Alcuni addobbano la propria casa con una corona dell’Avvento fatta di quattro luci, ognuna per i quattro sabati dell’Avvento., ma la suprema gloria natalizia è l’albero di Natale, che viene decorato a partire dal giorno dedicato a San Thorlakur, il 23 dicembre, quando si fanno gli ultimi acquisti e preparativi.

La vigilia di Natale è invece dedicata al ricordo di chi non c’è più. Al mattino, la gente si reca al cimitero con rami di pino e candele che illumineranno questo luogo di riposo nella notte Santa. Le luci si accendono per la prima volta proprio quando il suono delle campane da ogni chiesa annuncia la vigilia di Natale.
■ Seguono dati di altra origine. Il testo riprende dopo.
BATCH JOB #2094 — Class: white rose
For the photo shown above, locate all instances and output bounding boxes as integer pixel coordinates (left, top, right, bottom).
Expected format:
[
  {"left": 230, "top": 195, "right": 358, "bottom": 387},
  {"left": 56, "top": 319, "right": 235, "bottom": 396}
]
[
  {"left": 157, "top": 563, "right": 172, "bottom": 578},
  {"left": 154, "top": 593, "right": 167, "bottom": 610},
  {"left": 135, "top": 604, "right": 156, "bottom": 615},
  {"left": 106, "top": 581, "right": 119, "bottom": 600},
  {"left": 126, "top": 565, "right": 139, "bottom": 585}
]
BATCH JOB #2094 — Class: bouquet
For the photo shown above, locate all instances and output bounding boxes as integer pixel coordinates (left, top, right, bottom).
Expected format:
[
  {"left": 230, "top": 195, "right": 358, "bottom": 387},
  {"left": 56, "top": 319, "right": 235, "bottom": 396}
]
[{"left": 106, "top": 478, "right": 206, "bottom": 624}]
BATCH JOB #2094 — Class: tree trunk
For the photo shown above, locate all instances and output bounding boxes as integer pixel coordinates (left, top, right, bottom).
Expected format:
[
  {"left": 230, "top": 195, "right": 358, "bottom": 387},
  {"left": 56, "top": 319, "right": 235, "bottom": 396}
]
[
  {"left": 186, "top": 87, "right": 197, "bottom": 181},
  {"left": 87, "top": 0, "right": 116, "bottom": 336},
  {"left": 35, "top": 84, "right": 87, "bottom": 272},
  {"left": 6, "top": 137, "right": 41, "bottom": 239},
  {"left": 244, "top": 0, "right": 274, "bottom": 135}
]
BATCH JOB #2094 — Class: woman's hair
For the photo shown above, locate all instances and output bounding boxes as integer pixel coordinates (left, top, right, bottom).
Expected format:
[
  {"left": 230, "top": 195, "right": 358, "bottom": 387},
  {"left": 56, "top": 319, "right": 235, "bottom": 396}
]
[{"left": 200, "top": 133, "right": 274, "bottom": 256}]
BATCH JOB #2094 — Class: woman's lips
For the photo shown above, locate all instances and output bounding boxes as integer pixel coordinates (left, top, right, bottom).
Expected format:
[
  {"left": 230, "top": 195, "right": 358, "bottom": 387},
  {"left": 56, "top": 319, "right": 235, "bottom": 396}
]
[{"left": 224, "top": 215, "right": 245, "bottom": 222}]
Nelle prime due settimane di dicembre l’attività di preparazione dei festeggiamenti è intensissima: nelle cucine delle case vengono cotti biscotti al forno di ogni sorta da offrire ai visitatori. Una delle tradizioni più antiche è quella di preparare il laufabaud, una sottile focaccia di farina e acqua fritta nel grasso di montone. Le focacce sono decorate come vere e proprie opere d’arte e per ottenerne il più possibile, la pasta viene più volte spianata fino a diventare sottilissima. Questo perché, sino a tempi recenti il grano, che veniva importato, era considerato un lusso. La tradizione del laufabaud è tuttora radicata tra gli islandesi e costituisce un’occasione per riunire le famiglie nel periodo delle feste.

Meno divertenti e più faticose sono le classiche pulizie, dalla soffitta alla cantina, che impegnano le donne, insieme ai preparativi del pranzo di Natale e ad altre fatiche gastronomiche durante il periodo dell’avvento. Insieme al piatto di carne di maiale importato dalla Danimarca che si consuma alla vigilia di Natale, è tradizione mangiare il ptarmigan, un uccello selvatico facile da catturare che in passato costituiva il pranzo di quelle famiglie che non potevano permettersi il maiale nemmeno durante le feste.
Altra portata immancabile è l “hangikjöt”, cioè l ‘agnello islandese affumicato. Per dessert, un pudding di riso che in occasione della festa viene chiamato “pudding della mandorla”: durante la preparazione viene inserita nel composto una mandorla e chi la trova vincerà un piccolo premio.